Before each song (there are eighteen in total), they take it in turns to explain why the song choice is relevant to their various rollercoaster experience of being a student, then being a graduate, launched into the real world.   Highs such as graduation and all the promise it brings are cleverly contrasted with the lows of repeat auditions, feelings of rejection and self-doubt and the desire to return to being a student when it was all so much easier.   The songs are well chosen and skilfully interwoven and although I didn't know most of them, this didn't matter.

There is a lot of humour in the show – the narrative that each of them do is witty and concise and I found myself instantly liking all of them.   They all have excellent comic timing and expression in the way they perform the songs and they are very engaging.   The songs were really brought to life with great facial expressions and impressive acting.   The song "At The Ballet" from 'A Chorus Line' was performed excellently and I found myself hanging on every word. It was performed in a wistful manner with great pathos and it was a very commanding performance by all three.

"Not Getting Married Today" was a song that I had not heard before and I loved it – so entertaining to watch but I found myself wanting to take a deep breath for Elizabeth who sang at unbelievable speed, taking minimal breaths...what a talent!


None of them refer to any notes or script when they speak so even though I am sure it is not improvised, it comes across as fresh and unrehearsed.  I particularly liked Elizabeth's delivery when she read excerpts from her journal when she first started college in Manchester, the phrase "yay for wellies!" having particular resonance at the moment and this provoked a good response from the audience.

In the second half, there was a guest singer, Steph Stanway.   She too had an excellent voice but she lacked a little of the polish of the other three when it was her turn to speak about her college experience.
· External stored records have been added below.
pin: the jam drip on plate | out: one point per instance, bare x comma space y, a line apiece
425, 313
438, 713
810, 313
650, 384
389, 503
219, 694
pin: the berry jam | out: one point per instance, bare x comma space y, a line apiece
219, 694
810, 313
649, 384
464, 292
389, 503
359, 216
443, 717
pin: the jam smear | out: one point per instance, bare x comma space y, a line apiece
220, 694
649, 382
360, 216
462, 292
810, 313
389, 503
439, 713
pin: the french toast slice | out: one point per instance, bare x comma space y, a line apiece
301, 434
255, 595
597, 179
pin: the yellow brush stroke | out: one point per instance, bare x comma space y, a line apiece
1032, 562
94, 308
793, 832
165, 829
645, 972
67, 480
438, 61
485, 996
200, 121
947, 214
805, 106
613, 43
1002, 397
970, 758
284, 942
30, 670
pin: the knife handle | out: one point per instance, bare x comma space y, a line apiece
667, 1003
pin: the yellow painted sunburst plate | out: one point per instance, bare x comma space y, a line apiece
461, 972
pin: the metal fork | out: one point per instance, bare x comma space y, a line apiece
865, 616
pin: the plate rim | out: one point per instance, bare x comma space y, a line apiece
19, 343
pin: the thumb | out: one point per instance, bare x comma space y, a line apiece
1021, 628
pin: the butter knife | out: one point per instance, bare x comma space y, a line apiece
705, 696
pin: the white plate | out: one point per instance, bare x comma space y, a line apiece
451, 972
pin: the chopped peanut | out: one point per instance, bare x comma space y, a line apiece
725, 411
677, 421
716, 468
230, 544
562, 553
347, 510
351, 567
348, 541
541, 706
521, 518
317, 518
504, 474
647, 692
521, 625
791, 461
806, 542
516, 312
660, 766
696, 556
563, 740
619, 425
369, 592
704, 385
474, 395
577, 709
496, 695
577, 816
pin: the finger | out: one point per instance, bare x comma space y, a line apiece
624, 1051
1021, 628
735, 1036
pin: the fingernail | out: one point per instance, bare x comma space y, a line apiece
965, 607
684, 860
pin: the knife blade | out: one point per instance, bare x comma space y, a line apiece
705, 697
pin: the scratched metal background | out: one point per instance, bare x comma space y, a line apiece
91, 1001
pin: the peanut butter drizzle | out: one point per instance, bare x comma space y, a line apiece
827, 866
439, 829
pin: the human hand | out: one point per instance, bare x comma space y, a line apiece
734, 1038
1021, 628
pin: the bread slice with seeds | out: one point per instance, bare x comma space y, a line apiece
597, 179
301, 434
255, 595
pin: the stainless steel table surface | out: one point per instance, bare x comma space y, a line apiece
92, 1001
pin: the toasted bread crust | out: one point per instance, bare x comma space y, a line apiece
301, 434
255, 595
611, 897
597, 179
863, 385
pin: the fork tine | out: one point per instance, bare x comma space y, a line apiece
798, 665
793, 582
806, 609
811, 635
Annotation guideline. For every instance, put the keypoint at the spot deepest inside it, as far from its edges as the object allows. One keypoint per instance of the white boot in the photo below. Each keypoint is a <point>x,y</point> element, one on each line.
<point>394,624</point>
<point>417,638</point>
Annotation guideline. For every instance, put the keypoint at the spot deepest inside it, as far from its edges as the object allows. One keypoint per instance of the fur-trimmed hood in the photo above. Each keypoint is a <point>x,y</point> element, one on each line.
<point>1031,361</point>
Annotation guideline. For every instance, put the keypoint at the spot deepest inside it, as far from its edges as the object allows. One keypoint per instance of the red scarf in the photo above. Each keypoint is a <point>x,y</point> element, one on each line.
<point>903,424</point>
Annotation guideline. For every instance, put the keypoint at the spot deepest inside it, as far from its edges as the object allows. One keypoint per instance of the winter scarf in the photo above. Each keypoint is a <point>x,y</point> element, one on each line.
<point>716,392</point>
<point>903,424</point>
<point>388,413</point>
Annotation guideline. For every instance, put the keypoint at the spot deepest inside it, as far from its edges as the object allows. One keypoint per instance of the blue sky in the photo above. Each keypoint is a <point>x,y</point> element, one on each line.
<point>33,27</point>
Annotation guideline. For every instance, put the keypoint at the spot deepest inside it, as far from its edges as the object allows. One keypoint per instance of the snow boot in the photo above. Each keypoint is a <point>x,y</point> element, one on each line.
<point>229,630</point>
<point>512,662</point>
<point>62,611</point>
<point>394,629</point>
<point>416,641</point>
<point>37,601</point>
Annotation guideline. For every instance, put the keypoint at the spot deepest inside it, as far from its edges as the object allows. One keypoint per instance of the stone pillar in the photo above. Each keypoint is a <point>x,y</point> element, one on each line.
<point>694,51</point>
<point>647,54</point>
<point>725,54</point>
No disrespect to her whatsoever but I preferred the dynamic of the original three.

The final song "A Gentleman's Guide to Love and Murder" was probably the highlight of the show for me – this is quite hilarious and all three perform it wonderfully.   It left me wanting more.

There were a lot of RNCM graduates in the audience and the show clearly had extra resonance for them. However, it doesn't come across as cliquey or in-crowd because it has been very well written so there is something for everyone, not just those with mortar boards.

All three performers are very talented, skilled and versatile.   The material could easily have made the show self-indulgent and exclusive but it wasn't – it was funny and engaging and almost like having little canapés of musical theatre served up on a delightful platter of humour and talent.

There are two more performances; one on 9th July at the International Burgess Foundation and another on 11th July at The King's Arms, Salford.   Don't miss the chance to enjoy Climbing Uphill.